NON PORSI CONTRO

Lunedì – XI settimana del Tempo Ordinario

La cosiddetta “legge del taglione” viene dal Maestro Gesù emendata dalle sue possibili devianze e, al contempo, radicalizzata. La norma che disciplinava il comportamento in caso di torto subito non era, nelle intenzioni del grande legislatore — Dio — un’autorizzazione alla vendetta, ma la precisazione di un limite alla sua manifestazione. Se ti hanno tolto un occhio, non cavarne due all’avversario: così affermava la Legge di Mosè.

«Ma io vi dico di non opporvi al malvagio;
anzi, se uno ti dà uno schiaffo sulla guancia destra, tu porgigli anche l’altra» (Mt 5,39)

Quella che risuona come un’esagerata e utopica misura di amore, trova nel vangelo una singolare attuazione nella vita dello stesso Gesù. Schiaffeggiato per il suo parlare schietto davanti al sommo sacerdote, il Signore non reagisce con rassegnata e inerte passività: «Se ho parlato male, dimostrami dov’è il male; ma se ho parlato bene, perché mi percuoti?» (Gv 18,23). Porgere l’altra guancia non significa esattamente abbozzare, ma offrire all’altro la qualità di una relazione che non accetta mai il compromesso con la violenza e non baratta mai la verità per il quieto vivere. L’esempio di Nabot diventa, a questo punto, estremamente illuminante. Intimidito dal capriccioso re Acab, che vuole a tutti i costi acquistare la sua vigna, decide di non piegare le ginocchia all’arroganza dell’ingiustizia. 

Nabot rispose ad Acab: 
«Mi guardi il Signore dal cederti l’eredità dei miei padri» (1Re 21,3)

Il re, «amareggiato e sdegnato» (21,4), non capisce il senso delle parole di Nabot, che rimangono impresse nel suo cuore in malo modo: «Non cederò la mia vigna» (21,6). Ma Nabot aveva parlato dell'eredità dei suoi padri, non della sua vigna! Questo bisticcio linguistico rivela in realtà una duplice modalità di possedere le cose. Per Nabot la vigna è un’eredità ricevuta, quindi un dono da custodire.

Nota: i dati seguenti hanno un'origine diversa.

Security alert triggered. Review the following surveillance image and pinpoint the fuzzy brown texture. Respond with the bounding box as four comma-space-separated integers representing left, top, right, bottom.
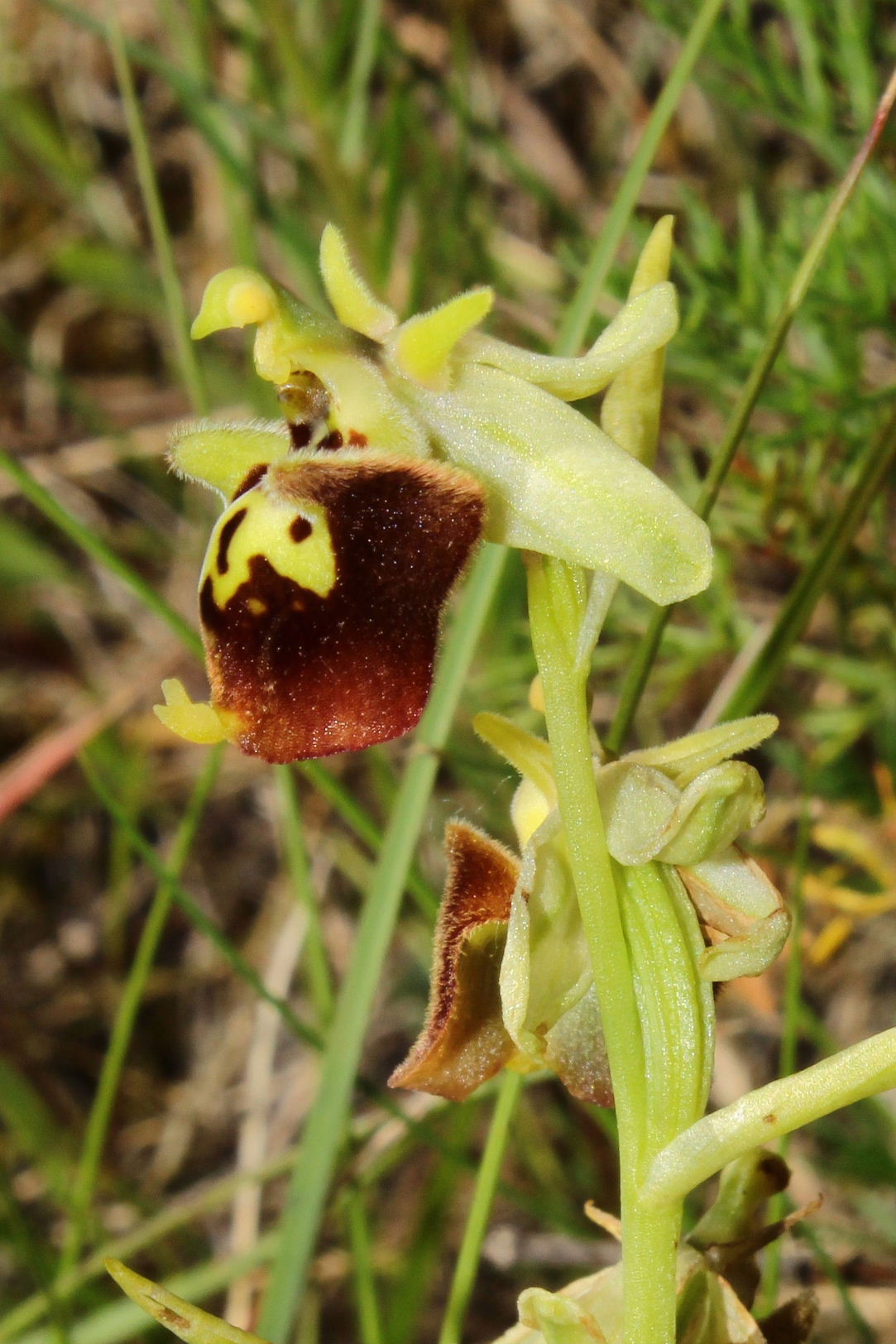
390, 821, 520, 1101
200, 454, 485, 762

Per Acab invece la vigna è un capriccio, quindi qualcosa da avere e possedere a qualsiasi prezzo. E il prezzo, infatti, sarà alto.

Condussero (Nabot) fuori della città e lo lapidarono ed egli morì.
Quindi mandarono a dire a Gezabele: «Nabot è stato lapidato ed è morto» (21,13-14)

Nabot muore senza essersi posto contro il re, ma nemmeno contro la vita ricevuta in dono e in eredità. Spesso questa seconda forma di martirio ci chiama e ci attende nei giorni che viviamo. Senza aver di fronte nemici o persecuzioni, ci troviamo spesso di fronte alla necessità di scegliere sempre la vita e la sua custodia. Mai la logica della contrapposizione e l’illusione della vendetta. Facendo della mitezza — che sa perdere e persino morire — l’unica, violenta ostinazione del cuore.